Cidade de Céu Cinza; Cartas para o Futuro 01

Cidade de céu cinza.

Pessoas são esmagas nesse lugar, esmagas como migalhas de biscoito. Aquilo que nasce e cresce enviesado não pode ser endireitado. Cresceu assim, e nunca vai mudar. Meu nome é Aiden -- o apocalipse foi vislumbrado com todo ardor. Nuvens cinza, agora, permanecem lá em cima até que um dia tudo seja reconstruído. Eu perdi tudo para as bombas -- nós perdemos tudo para as bombas.
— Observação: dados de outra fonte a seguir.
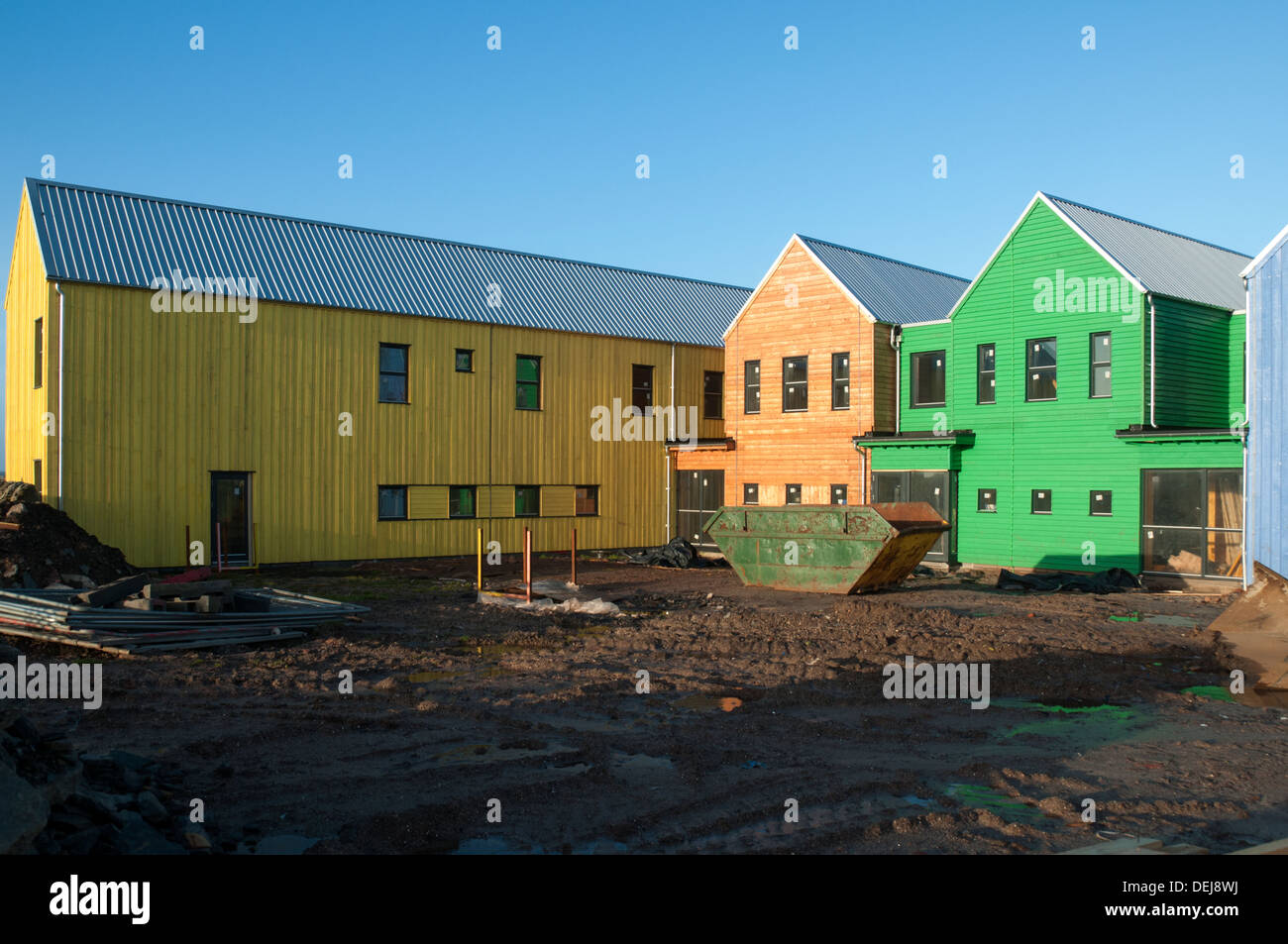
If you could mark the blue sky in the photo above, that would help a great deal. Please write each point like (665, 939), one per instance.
(533, 147)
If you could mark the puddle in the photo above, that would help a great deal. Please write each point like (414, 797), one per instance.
(993, 801)
(708, 703)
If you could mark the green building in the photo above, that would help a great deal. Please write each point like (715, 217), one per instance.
(1082, 406)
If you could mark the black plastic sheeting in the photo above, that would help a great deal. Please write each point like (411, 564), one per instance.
(678, 553)
(1116, 579)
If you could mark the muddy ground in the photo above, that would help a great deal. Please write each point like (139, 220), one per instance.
(756, 697)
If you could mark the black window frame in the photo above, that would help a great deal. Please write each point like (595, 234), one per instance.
(593, 494)
(536, 489)
(747, 386)
(39, 349)
(841, 391)
(707, 394)
(1029, 369)
(914, 369)
(1095, 365)
(802, 384)
(406, 511)
(475, 500)
(642, 390)
(404, 372)
(523, 384)
(982, 374)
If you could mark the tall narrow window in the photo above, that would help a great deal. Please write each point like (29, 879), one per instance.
(1102, 374)
(1039, 378)
(40, 352)
(393, 372)
(986, 377)
(751, 386)
(927, 378)
(712, 394)
(795, 384)
(841, 380)
(642, 387)
(527, 382)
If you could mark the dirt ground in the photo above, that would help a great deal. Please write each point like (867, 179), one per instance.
(756, 697)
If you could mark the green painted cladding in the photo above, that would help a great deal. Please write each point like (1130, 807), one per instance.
(1067, 445)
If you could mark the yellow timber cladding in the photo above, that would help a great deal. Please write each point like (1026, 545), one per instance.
(158, 402)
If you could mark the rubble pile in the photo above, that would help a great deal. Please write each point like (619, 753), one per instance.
(42, 546)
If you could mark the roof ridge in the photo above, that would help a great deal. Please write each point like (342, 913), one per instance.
(1146, 226)
(887, 259)
(373, 231)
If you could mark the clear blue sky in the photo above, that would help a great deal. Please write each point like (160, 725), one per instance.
(533, 147)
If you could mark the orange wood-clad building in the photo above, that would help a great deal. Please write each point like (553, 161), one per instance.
(810, 362)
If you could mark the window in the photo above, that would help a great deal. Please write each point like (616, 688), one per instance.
(40, 352)
(460, 501)
(642, 387)
(527, 382)
(1193, 522)
(751, 386)
(588, 501)
(1102, 381)
(712, 394)
(527, 501)
(393, 372)
(391, 502)
(986, 374)
(795, 384)
(841, 380)
(927, 378)
(1039, 384)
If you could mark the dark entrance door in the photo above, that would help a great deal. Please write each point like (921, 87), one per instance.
(230, 518)
(934, 487)
(699, 494)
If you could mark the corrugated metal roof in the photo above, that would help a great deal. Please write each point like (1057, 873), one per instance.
(893, 292)
(106, 237)
(1166, 262)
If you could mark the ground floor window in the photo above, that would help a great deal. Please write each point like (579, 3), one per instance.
(1192, 522)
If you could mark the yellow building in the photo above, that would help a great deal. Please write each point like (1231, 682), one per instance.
(286, 390)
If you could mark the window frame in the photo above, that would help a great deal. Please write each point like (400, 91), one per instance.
(914, 374)
(747, 386)
(593, 492)
(1029, 369)
(803, 384)
(536, 489)
(836, 380)
(980, 373)
(406, 510)
(707, 394)
(522, 384)
(1094, 365)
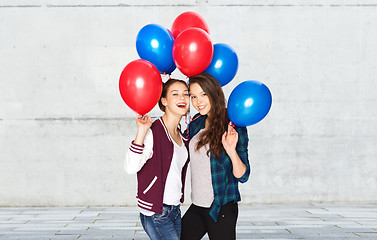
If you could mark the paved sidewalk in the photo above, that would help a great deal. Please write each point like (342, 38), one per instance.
(314, 221)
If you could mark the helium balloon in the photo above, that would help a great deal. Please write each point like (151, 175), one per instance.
(192, 51)
(224, 64)
(249, 103)
(154, 43)
(140, 86)
(188, 20)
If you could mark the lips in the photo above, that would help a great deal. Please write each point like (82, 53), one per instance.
(201, 107)
(181, 105)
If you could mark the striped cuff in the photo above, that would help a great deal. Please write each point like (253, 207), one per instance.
(136, 148)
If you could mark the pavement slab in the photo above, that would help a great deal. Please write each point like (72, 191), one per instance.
(308, 221)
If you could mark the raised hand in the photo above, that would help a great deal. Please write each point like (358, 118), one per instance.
(143, 122)
(230, 139)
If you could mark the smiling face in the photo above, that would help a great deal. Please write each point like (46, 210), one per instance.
(200, 99)
(177, 99)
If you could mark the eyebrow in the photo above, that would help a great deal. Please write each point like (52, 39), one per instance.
(174, 90)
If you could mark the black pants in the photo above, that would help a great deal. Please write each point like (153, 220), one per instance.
(197, 222)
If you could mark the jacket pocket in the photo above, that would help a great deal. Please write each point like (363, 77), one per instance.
(150, 185)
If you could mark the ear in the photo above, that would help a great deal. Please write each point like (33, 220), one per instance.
(164, 101)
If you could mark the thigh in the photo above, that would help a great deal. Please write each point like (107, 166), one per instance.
(149, 227)
(175, 217)
(164, 224)
(225, 227)
(193, 225)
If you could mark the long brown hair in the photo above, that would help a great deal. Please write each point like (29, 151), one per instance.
(217, 117)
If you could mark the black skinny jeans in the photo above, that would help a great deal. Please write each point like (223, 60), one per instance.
(197, 222)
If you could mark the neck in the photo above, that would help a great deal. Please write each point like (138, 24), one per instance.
(171, 122)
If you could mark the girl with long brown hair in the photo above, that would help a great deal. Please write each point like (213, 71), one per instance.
(219, 160)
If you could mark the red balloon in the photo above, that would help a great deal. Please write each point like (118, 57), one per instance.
(192, 51)
(140, 86)
(188, 20)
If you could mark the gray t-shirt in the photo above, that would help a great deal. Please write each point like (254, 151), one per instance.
(201, 180)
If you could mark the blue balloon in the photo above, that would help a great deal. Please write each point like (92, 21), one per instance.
(154, 43)
(249, 103)
(224, 64)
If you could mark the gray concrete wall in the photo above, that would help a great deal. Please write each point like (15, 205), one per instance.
(65, 130)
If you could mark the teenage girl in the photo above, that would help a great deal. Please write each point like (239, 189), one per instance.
(218, 160)
(159, 156)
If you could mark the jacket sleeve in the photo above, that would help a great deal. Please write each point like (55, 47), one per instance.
(242, 151)
(138, 155)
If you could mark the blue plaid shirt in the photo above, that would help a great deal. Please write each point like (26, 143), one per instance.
(225, 184)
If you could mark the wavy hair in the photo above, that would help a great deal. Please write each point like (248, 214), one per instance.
(217, 117)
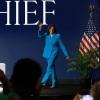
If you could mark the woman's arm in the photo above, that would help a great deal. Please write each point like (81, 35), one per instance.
(63, 47)
(40, 33)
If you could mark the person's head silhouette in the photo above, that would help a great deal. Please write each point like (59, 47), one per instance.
(26, 74)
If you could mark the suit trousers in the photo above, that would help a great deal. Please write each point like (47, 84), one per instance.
(50, 71)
Todos que eu conhecia estão mortos ou morrendo. Agora o que me resta é minha companheira, Pan, amada cadela vira-lata. Sem comida, em breve morreremos também. Quem sabe eu morra primeiro e ela consiga comer minha carne. Poderia muito bem ter feito dela meu almoço -- Eu admito que nesse ponto, isso me havia passado pela cabeça -- mas não conseguiria comer a única coisa que ainda fica feliz em me ver. A única coisa que consegue me reconhecer. Pan é uma boa amiga, e já me salvou dezenas de vezes. Um ser mais nobre que todos nós. Como poderia fazer? Nunca imaginaria que essa pequena criatura portaria tanta força de vontade. Pobre animal, condenado ao sofrimento por algo que desconhece. Penso o pecado que cometemos ao infligir toda essa desgraça a absolutamente todos os seres vivos desse planeta. É completamente injusto como morrem desconhecendo o motivo... Que Deus nos perdoe.
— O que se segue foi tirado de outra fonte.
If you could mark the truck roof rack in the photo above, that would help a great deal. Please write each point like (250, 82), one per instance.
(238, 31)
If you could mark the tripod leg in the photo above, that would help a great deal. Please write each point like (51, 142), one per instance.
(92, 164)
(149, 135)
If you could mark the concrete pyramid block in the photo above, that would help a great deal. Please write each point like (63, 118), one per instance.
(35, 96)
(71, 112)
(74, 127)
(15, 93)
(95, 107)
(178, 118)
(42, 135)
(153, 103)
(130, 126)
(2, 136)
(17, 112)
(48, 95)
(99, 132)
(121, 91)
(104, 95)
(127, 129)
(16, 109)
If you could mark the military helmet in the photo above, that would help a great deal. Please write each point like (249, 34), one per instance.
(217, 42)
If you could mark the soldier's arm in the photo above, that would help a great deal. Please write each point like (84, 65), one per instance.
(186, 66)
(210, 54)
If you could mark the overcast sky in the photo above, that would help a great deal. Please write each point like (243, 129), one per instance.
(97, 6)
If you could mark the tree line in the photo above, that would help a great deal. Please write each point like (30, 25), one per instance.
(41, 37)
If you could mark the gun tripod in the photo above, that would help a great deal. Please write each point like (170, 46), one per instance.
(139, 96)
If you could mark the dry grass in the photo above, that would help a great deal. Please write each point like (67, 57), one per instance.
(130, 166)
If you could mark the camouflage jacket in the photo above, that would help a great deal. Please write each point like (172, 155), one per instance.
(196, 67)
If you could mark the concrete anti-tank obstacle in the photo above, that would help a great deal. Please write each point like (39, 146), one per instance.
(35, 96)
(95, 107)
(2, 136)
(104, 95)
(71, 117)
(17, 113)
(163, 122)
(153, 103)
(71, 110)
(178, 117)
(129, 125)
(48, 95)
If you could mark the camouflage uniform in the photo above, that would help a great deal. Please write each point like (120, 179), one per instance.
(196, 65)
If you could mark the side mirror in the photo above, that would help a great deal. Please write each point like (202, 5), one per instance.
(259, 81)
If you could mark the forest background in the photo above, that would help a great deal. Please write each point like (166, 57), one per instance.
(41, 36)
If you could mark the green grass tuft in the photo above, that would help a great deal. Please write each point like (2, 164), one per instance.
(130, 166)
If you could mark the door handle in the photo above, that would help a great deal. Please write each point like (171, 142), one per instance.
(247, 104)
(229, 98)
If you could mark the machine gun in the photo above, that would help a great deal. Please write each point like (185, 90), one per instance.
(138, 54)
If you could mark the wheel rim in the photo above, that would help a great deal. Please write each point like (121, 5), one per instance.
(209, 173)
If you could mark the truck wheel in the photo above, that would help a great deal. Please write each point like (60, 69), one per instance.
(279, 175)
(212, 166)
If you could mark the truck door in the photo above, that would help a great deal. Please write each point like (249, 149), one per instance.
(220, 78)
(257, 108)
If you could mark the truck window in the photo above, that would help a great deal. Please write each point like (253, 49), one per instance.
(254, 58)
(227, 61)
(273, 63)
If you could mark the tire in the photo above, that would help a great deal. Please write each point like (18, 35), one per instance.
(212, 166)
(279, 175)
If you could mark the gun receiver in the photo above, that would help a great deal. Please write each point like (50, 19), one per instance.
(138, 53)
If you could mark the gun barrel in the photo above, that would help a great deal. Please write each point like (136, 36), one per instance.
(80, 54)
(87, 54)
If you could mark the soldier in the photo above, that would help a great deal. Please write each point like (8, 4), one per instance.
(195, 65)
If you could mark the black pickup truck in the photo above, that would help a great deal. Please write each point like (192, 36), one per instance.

Pan às vezes me lembra de Ellie. Sempre alegre e energética, mesmo quando não parecia haver sentido. Minha querida filha tirada de mim pela radiação. A besta moderna que levou minha ultima bala do revolver cravada na alma de Ellie, deixando somente seu corpo sem vida. O ultimo presente sádico.
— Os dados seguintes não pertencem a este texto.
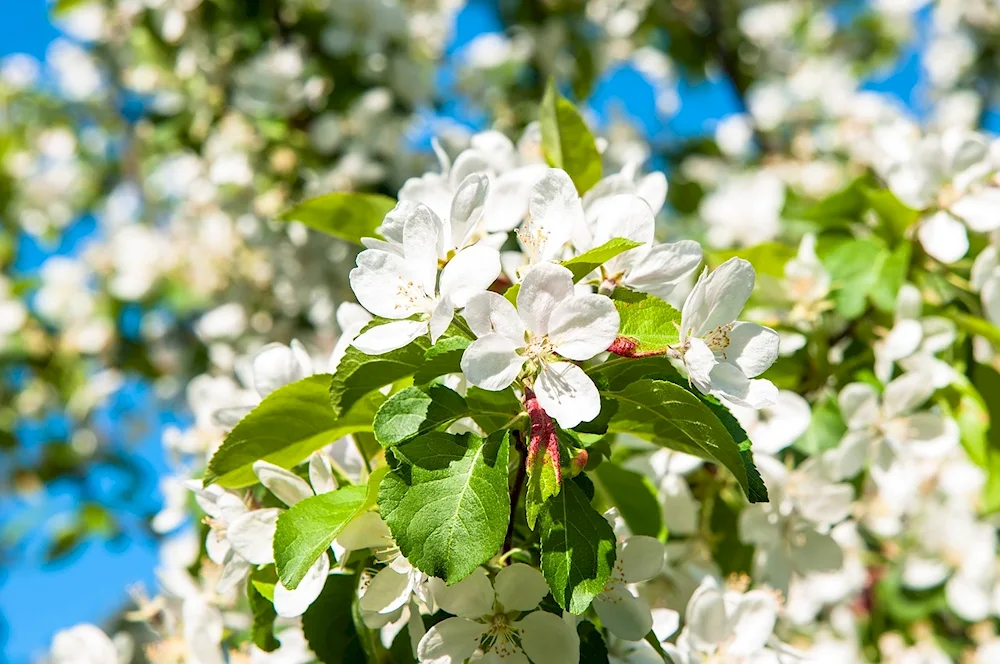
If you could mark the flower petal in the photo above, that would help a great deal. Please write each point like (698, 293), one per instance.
(543, 287)
(390, 336)
(251, 535)
(293, 603)
(567, 394)
(582, 326)
(488, 313)
(491, 362)
(547, 638)
(470, 271)
(520, 587)
(286, 485)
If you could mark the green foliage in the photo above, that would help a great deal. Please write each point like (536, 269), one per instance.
(286, 427)
(578, 548)
(306, 530)
(349, 216)
(566, 141)
(635, 497)
(646, 320)
(447, 502)
(415, 411)
(589, 261)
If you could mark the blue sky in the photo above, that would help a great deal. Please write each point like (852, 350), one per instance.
(36, 600)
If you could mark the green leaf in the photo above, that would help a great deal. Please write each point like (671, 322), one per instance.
(492, 410)
(448, 506)
(415, 411)
(286, 427)
(892, 271)
(646, 320)
(589, 261)
(306, 530)
(328, 623)
(850, 265)
(442, 358)
(669, 415)
(566, 141)
(635, 497)
(359, 375)
(578, 548)
(347, 215)
(262, 632)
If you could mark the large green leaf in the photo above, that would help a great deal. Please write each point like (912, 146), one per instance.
(634, 496)
(306, 530)
(669, 415)
(359, 374)
(328, 624)
(448, 504)
(578, 548)
(566, 141)
(415, 411)
(589, 261)
(286, 427)
(347, 215)
(646, 320)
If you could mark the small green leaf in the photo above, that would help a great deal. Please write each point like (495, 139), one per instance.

Espero que a pessoa que desenterre essa carta olhe para o céu azul, e não cinza. Para o chão verde, não cinza e vermelho. Que possa respirar e não encher seus pulmões de cinza. Que essas futuras gerações possam, com raiva e amor parcial, reconstruir o que destruímos com tanta devoção. Que nos vejam como uma multidão pútrida que semeia o solo para que algo melhor -- e dessa vez correto -- possa crescer. Podem se pegar com uma simpatia crescente, mas não devem me perdoar ou gostar de mim, pois o que fizemos é completamente injustificável.

Hoje me dei conta de que é meu aniversário. Parabéns para mim – –

Que os demônios se tornem anjos.

Aiden Lee

__Documento de propriedade da Biblioteca Comunitária da Enclave, Cidade-fortaleza. __

Descoberta: Lucy Gustav. Localização: Antiga escola primária, Nova Iorque; Terra; Ano 27 d.W.W.3.

Cartas para o futuro; “Aiden; cidade de céu cinza”.